Las Vegas Sun

April 23, 2024

Unions to seek initiative for business profits tax

The state’s teachers and labor unions will file a business profits tax initiative Wednesday, said Danny Thompson, head of the state’s AFL-CIO.

The tax would be on business’ net profits of more than $1 million a year, at a rate of 2 percent. Thompson offered a rough estimate that it would raise $1 billion every two years, a massive sum for a state with a general fund budget of about $5.5 billion for two years.

“Our tax system is broken,” he said. “If we don’t fix it, we’ll never fix our educational system. If we don’t fix our educational system, we can never diversify our economy.”

The money will be earmarked for kindergarten through 12th grade education.

Although the group supports phasing out the state’s tax on payroll, called the modified business tax, it will not be part of the initiative.
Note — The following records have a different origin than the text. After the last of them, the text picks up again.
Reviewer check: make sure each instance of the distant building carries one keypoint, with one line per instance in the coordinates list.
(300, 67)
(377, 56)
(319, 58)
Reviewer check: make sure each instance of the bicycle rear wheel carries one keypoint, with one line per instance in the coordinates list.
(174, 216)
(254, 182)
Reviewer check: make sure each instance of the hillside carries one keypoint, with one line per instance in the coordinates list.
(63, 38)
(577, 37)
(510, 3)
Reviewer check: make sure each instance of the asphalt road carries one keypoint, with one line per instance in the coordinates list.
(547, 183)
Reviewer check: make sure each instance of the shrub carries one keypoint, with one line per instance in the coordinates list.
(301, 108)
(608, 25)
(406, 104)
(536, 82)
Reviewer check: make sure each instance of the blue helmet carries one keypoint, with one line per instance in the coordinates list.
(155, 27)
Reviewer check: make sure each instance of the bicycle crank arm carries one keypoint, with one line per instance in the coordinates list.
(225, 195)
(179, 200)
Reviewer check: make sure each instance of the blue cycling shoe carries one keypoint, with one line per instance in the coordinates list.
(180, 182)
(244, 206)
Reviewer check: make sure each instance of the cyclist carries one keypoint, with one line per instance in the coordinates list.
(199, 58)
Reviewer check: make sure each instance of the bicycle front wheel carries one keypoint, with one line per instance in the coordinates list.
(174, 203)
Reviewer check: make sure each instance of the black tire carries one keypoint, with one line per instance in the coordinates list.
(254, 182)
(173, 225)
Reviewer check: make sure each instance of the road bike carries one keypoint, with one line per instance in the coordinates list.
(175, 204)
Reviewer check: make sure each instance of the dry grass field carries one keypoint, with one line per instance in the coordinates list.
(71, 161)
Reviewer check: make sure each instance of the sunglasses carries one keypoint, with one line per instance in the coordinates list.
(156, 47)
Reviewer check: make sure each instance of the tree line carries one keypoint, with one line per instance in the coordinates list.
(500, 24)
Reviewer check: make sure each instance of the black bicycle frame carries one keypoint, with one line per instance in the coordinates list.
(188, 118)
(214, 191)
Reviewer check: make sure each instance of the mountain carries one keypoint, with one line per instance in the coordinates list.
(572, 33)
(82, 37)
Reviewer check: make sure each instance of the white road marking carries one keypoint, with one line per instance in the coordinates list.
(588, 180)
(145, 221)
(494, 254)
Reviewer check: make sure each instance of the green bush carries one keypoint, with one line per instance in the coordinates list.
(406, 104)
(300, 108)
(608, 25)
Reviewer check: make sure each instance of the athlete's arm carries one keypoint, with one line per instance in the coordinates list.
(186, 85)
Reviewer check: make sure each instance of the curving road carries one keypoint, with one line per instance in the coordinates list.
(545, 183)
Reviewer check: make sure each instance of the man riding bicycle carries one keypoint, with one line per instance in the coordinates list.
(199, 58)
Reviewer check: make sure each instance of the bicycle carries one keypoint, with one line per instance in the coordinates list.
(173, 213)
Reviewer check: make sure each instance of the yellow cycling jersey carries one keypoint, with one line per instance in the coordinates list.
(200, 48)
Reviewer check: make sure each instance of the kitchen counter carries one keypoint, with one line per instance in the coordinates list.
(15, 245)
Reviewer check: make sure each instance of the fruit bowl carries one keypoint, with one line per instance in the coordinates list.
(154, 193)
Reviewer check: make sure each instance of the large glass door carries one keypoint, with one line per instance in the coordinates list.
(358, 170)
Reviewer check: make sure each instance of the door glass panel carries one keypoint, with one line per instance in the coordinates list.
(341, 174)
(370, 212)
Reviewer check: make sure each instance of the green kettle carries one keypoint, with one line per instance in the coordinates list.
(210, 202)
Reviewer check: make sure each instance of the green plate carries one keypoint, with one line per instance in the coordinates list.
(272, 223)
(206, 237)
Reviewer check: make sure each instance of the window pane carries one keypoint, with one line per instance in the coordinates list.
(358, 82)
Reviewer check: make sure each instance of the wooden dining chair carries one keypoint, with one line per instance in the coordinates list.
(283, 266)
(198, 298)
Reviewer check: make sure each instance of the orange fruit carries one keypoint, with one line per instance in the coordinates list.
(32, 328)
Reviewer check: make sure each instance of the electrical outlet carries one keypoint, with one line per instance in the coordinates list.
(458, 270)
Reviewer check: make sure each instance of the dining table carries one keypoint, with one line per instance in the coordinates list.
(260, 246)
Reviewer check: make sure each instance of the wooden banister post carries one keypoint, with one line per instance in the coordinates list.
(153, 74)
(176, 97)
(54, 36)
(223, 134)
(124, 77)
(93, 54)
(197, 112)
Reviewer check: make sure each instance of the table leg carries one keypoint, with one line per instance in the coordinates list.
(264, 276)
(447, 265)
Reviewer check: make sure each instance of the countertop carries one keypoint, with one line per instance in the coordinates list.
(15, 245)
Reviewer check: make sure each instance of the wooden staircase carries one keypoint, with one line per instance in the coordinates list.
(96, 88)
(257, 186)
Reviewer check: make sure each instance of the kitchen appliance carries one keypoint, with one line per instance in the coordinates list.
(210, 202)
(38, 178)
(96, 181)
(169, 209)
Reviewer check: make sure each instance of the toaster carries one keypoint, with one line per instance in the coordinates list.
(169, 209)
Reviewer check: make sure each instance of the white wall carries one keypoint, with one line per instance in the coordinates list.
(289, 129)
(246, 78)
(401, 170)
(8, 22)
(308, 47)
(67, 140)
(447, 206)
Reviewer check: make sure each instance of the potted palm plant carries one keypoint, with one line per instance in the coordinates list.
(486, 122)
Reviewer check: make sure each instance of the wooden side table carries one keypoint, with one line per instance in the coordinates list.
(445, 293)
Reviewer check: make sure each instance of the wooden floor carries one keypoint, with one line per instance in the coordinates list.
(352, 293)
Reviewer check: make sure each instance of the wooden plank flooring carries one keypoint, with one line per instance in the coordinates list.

The group will have until November to collect more than 72,352 valid signatures. If successful, the proposed language will go to the 2013 Legislature, where lawmakers will have 40 days to pass it, reject it or offer an alternative to voters. If it’s not passed, the initiative would go on the ballot in 2014.

The initiative is sure to be opposed by conservatives and business groups, who have guarded Nevada’s status of only one of three states without a personal or corporate income tax.

Gov. Brian Sandoval, a Republican, has said he opposes using the ballot to enact policy changes.

A tax initiative has been discussed since the summer of 2011, when pro-tax forces were frustrated by the Legislative process. But a coalition has been hampered by disagreements about language and ambivalence from potential private industry backers, like gaming and mining.

Thompson said that the coalition is still evolving.

“People want to see it, see that it is going forward,” Thompson said. “Until that happens, it’s just talk. Tomorrow, it is more than talk.”